When Stephen Harper was trying to broker his buy America/Sell Canada deal, he became the brunt of jokes with U.S. diplomats. He was calling every day sweetening the pot. (Wikileaks) "What if I throw in two provinces and the CN Tower? You have to accept this damn country if I pay you to take it?"
John Diefenbaker would have kicked his behind.
And Mike Harris lapdog, Tim Hudak, is no John Robarts.
Robarts supported public healthcare, even endorsing NDP MLA Kenneth Bolton when running in the London riding of Middlesex south. And he believed in having two official languages, opening the door to French education in Ontario schools. He promoted public education, the expansion of teacher colleges, built York University, and launched the Ontario Scholarship fund.
He also believed in science and was responsible for the construction of the Ontario Science Museum.
All anathema to the neoconservative agenda of for-profit schools, private healthcare, and a pox on scientific research unless it's to develop weaponry.
Instead of 1963, should Ontarians have a memory lapse and elect Harrisite Tim Hudak, this situation is more 1993, when a chain of events opened the door to ignorance as a prerequisite for power.

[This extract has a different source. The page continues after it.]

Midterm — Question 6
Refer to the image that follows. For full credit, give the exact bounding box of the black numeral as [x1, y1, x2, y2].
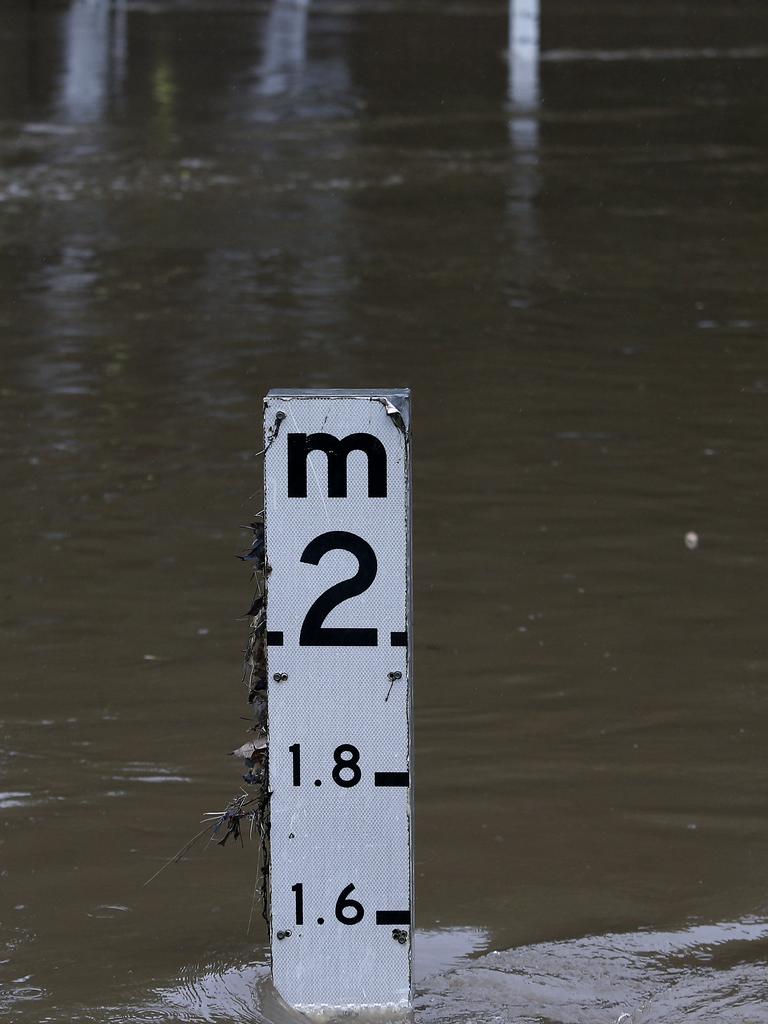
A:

It started with the Reform Party's electoral success, and the Progressive Conservatives electoral death blow. But for those who believe that the Reformers replaced the PCs in the West, most of their gain was at the expense of the other populist western offering, the NDP.
- The anti-government campaign of Preston Manning and the Reform Party, inspired Newt Gingrich in the U.S., who used the same tactics, and many of the same people, to propel the Republicans to victory. Now Newt Gingrich is running for president.
- The National Citizens Coalition, that spent more than a half million dollars to destroy the government of Bob Rae, and $50,000 to get "Steve" Harper elected as an MP, threw money behind Mike Harris, though Harris wasn't their first choice. They had actually approached Toronto born and raised Harper to run as a neocon premier. He declined. That same NCC, that Harper once ran, also played a role in Harper's majority victory.
-After their success, the Reformers turned their attentions on Ontario, even adopting ridings with staff from their own campaign.
When we look at the legacy of Diefenbaker and Robarts, what is the the legacy of Harris and Harper?
- A privatization nightmare. Ditto for Harper.
- Sale of prime public land for campaign contributions. Jim Flaherty is planning a fire sale of public property.
-Abuse of tax dollars on signs and self-promotion ads, engineered by Guy Giorno. Ditto for Harper.
- Disdain for the poor. Ditto for Harper.
Deaths at Walkerton because of deregulation. Deaths from Listeriosis because of deregulation.
Riot police to stifle dissent. Riot police to stifle dissent.
So while I wish it was a return to the sensible conservative governments of 1963, I'm afraid it's only a return to Republican/Tea Party/Reform Party offerings, that have created the age of ignorance.